The names that are given to states, counties, communities and even the streets on which we live, come from many sources. Some have complicated mythical origins (with numerous variations), others reflect the location from which the first settlers came, while even others are given out as respect for a local citizen or famous person. In the State of California we find all of these.
The origin of the name California itself goes back many centuries to the early exploration of the New World. Then as now, people believed that just over the horizon were unexplored lands of untold wealth and beautiful people. As a result of this, in the Fifteenth Century, Garci Rodriguez de Montalvo, a Spanish writer, created an island called California lying on the right-hand side of the Indies and very close to the Garden of Eden.

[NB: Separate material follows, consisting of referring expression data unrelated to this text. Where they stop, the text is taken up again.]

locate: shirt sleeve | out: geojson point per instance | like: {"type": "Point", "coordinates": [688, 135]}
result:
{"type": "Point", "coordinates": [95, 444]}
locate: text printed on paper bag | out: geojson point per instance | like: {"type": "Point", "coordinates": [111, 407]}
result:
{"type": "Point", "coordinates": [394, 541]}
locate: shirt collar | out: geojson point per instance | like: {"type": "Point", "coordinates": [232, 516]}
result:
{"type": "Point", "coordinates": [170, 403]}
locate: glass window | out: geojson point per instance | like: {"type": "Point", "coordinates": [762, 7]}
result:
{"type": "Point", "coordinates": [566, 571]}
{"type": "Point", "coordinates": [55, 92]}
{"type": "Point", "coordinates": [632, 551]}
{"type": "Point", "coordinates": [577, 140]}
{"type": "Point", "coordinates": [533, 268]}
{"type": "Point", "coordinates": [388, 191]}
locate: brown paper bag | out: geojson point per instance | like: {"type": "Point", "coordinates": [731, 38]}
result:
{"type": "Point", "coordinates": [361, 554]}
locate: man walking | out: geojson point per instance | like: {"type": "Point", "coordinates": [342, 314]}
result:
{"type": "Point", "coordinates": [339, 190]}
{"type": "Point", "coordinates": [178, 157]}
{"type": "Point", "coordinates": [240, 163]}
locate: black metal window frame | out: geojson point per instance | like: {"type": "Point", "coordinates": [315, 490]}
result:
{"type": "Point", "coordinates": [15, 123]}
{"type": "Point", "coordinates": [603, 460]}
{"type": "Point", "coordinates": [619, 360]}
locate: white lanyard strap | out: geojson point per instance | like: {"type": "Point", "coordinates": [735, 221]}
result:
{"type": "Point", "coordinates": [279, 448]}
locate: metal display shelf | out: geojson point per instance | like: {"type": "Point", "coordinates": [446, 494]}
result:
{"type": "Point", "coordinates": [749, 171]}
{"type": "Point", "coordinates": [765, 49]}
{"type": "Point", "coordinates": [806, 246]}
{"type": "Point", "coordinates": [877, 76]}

As explorers returned to their ports, they told great tales of places such as California, pointing out that had they more ships and men they could have conquered the natives and brought back even more treasure in an attempt to encourage the financing of a new trip. Needless to say, the story about this mystical place grew way beyond the truth.

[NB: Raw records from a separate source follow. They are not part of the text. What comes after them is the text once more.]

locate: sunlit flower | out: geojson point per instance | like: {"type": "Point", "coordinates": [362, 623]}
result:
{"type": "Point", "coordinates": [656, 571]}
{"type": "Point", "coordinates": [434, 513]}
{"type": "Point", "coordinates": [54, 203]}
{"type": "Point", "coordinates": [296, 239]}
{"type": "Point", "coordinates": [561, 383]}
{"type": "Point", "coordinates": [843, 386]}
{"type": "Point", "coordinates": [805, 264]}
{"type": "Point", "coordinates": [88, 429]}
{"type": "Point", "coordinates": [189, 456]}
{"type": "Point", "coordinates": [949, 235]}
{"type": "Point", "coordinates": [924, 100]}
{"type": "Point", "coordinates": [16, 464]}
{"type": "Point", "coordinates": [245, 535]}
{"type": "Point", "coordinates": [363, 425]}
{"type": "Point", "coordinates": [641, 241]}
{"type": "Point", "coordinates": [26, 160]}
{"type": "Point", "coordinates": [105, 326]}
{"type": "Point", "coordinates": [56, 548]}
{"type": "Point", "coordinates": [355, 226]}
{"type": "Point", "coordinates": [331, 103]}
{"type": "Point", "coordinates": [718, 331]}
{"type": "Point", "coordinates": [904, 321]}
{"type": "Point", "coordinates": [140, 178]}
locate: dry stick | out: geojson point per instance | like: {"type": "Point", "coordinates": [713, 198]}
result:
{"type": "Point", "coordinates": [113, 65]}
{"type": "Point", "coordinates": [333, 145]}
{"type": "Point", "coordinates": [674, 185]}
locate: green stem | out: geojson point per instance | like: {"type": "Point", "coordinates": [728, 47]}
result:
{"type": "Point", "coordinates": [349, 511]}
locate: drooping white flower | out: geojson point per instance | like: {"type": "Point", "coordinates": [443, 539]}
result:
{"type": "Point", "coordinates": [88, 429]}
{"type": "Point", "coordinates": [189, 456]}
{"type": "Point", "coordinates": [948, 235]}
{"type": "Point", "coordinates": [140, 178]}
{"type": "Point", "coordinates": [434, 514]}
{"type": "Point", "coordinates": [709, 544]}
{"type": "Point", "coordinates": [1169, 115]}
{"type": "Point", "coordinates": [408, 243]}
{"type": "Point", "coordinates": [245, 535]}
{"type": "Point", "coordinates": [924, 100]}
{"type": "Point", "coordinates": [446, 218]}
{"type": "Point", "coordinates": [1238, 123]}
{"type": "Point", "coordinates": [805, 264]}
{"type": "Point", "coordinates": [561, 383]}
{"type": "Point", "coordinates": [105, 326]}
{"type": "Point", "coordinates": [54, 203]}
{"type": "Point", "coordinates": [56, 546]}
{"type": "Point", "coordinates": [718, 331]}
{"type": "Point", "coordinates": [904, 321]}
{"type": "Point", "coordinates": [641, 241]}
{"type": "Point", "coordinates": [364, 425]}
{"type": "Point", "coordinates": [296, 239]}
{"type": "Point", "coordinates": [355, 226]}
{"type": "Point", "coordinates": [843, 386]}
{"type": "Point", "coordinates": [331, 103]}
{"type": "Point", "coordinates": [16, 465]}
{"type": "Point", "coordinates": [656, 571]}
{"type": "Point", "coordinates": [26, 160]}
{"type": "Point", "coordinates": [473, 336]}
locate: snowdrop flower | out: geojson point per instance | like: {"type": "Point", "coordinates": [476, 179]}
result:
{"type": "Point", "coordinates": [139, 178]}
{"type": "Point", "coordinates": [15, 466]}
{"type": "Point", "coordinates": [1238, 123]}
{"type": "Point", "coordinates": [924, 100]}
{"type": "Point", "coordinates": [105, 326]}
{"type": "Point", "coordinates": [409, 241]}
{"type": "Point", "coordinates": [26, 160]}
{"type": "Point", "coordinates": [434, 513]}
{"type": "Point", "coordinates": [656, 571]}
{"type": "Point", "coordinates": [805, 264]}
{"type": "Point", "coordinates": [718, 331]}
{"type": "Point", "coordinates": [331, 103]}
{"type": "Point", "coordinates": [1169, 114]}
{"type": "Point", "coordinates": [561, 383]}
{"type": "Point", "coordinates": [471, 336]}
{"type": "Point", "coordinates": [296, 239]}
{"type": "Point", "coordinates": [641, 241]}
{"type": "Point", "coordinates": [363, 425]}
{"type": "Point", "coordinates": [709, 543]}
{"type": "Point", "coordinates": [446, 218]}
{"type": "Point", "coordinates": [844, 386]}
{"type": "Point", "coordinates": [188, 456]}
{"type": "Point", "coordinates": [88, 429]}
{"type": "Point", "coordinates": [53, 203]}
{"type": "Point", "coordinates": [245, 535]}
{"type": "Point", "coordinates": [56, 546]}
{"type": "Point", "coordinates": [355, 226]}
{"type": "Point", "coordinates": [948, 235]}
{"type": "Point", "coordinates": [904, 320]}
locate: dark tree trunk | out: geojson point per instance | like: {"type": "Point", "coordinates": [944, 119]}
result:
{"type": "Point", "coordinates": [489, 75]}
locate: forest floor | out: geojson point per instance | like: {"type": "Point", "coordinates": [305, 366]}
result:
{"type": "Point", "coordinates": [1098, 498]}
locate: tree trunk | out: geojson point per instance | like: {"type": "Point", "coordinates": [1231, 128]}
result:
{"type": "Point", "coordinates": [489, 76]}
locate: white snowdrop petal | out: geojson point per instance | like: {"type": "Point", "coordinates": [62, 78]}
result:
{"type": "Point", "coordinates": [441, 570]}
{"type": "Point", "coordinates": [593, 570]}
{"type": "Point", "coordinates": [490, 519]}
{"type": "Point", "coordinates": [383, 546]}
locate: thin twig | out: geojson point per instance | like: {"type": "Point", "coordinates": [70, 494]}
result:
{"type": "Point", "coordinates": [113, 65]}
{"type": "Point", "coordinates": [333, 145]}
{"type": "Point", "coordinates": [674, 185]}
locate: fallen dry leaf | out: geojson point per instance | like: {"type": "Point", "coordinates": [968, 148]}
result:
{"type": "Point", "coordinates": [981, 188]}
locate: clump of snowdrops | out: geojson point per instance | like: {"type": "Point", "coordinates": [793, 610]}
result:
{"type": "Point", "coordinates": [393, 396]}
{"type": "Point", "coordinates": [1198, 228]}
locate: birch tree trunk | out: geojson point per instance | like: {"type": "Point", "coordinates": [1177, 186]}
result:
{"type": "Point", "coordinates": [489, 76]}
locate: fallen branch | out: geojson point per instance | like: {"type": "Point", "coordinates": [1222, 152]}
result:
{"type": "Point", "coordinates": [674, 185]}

The Island of California itself, it was believed, was inhabited by a group of fierce, Amazon like and very beautiful black women. Their ruler was the most beautiful of them all, a queen named Calafia.
They were magnificent in their armor and weaponry of pure gold, the only metal found on the island.
They often sailed off in mighty ships to raid other lands, where they gathered treasure and captured men. Some men they kept, albeit temporarily, to insure that their race would not die out. Any male children born as a result of these unions were immediately killed as were most of the men they captured, other than the very few they felt they needed.
Although earlier maps of the New World showed California as a portion of a larger continent, in 1525 one Henry Briggs produced a map that included Queen Calafia’s land, depicting it as the Isle of California. Almost immediately there were new, more accurate maps disagreeing with Briggs’ work, but for a century or more other cartographers continued to copy his map. Myths are often more powerful than the truth.
It is sometimes said that the armor clad lady on the Seal of the Great State of California represents Queen Calafia. However, the lady is actually Minerva (Athena), the goddess of wisdom.
The name El Dorado, which was given to our County by the first California Legislature on February 18, 1850, also has its roots in myth.
Again it was the early explorers who brought back the tales of a place of untold riches – especially gold – in the tableland of Bogota.
This time the land was ruled by an Indian chief who, during special religious rites, had his body covered with oil and then rubbed with gold dust, thereby “gilding” him.
The search for this wondrous land of gold named El Dorado – “The Gilded One” – was the driving force behind many of the early explorations of northern South America, and later, Mexico. The story was so widely believed that in 1537 it was reported that the location of El Dorado had been found.
When gold was discovered in California, it was nothing more than a continuation of the search for “El Dorado” that brought the thousands of gold miners to that location.
The actual words “El Dorado” did not appear on a map of California until 1848 when the legend “El Dorado or Gold Region” was lettered along the Plumas River and the South Fork of the American River by Charles Preuss, the cartographer for the explorer John C. Fremont. Immediately the word became firmly attached to the gold bearing region of California.
There is a wonderful, flowery description of El Dorado County in the April 30, 1850 issue of the Alta California, a pioneer San Francisco newspaper. As a service to its readers, the newspaper published a list of the newly created twenty-seven California counties and the derivation their names. The derivations are believed to have been written by Mariano Guadalupe Vallejo, perhaps the most powerful man in Mexican California and a member of California’s first senate. The work was then translated into English for publication. It is apparent that Vallejo liked El Dorado County.
“EL DORADO – The far-famed fabulous region of genial clime and never-failing verdure, where gold and precious stones are as common as rocks and pebbles, where wines gently flow from fountains, where wheat spontaneously grows overtopped with tiny loaves of bread, and pigeons fly already roasted, where nature has converted the rudest things into harmony of shape and appearance and where, in fine, a creature of the genus malieris, full of symmetry and grace, trips about in natural loveliness the most beautiful of God’s creations. Francis Orreliana, a companion of Pizarro, first spread the account of the supposed existence of this province in South America.
“It is so universally known how and when the discovery was made that has caused the star of the west to spring up as if by magic, giving it the appropriate epithet of “golden” and will eventually revolutionize the world, that more than the passing remark that gold was discovered in this county as Sutter’s mill, is here deemed unnecessary. The county derives its name from this circumstance.”
Originally the State Legislature had considered naming the county Coloma, after the discovery site itself. Perhaps is was Vallejo’s words that caused them to change their minds and call it El Dorado.
Sources for this story include: “Atlas of California”, by Donley, Allan, Caro and Patton (1979); “California Place Names”, by Erwin Gudde, 3rd Edition (1974); “Gold Rush – A literary Exploration” edited by Michael Kowalewski (1997); “History of El Dorado County”, by Paolo Sioli (1883), reprinted and indexed by the El Dorado Friends of the Library (1998); and the Alta California, 1-4-1849 through 12-31-1850.